Published online Aug 28, 2024. doi: 10.3748/wjg.v30.i32.3730
Revised: July 17, 2024
Accepted: August 5, 2024
Published online: August 28, 2024
Processing time: 160 Days and 1.4 Hours
This editorial discusses a recently published paper in the World Journal of Gastroenterology. Our research focuses on p53's regulatory mechanism for controlling ferroptosis, as well as the intricate connection between ferroptosis and liver diseases. Ferroptosis is a specific form of programmed cell death that is de-pendent on iron and displays unique features in terms of morphology, biology, and genetics, distinguishing it from other forms of cell death. Ferroptosis can affect the liver, which is a crucial organ responsible for iron storage and meta-bolism. Mounting evidence indicates a robust correlation between ferroptosis and the advancement of liver disorders. P53 has a dual effect on ferroptosis through various distinct signaling pathways. However, additional investigations are required to clarify the regulatory function of p53 metabolic targets in this complex association with ferroptosis. In the future, researchers should clarify the mechanisms by which ferroptosis and other forms of programmed cell death contribute to the progression of liver diseases. Identifying and controlling important regulatory factors associated with ferroptosis present a promising therapeutic strategy for liver disorders.

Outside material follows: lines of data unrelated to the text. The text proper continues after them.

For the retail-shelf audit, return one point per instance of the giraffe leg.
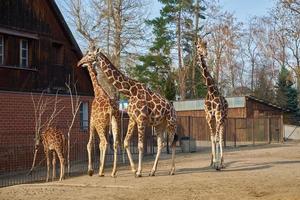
(48, 164)
(213, 151)
(221, 147)
(160, 145)
(116, 135)
(129, 133)
(218, 144)
(173, 145)
(62, 165)
(102, 147)
(212, 139)
(141, 132)
(53, 165)
(89, 150)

Core Tip: Ferroptosis is closely linked to the development and advancement of different liver diseases. A comprehensive examination of the fundamental processes and controlling factors that govern ferroptosis offer new perspectives and potential strategies for the prevention, diagnosis, and treatment of liver diseases. Recent studies have discovered that drugs that control ferroptosis, as well as interventions that focus on iron metabolism and oxidative stress, have the potential to be used in the prevention and treatment of liver diseases.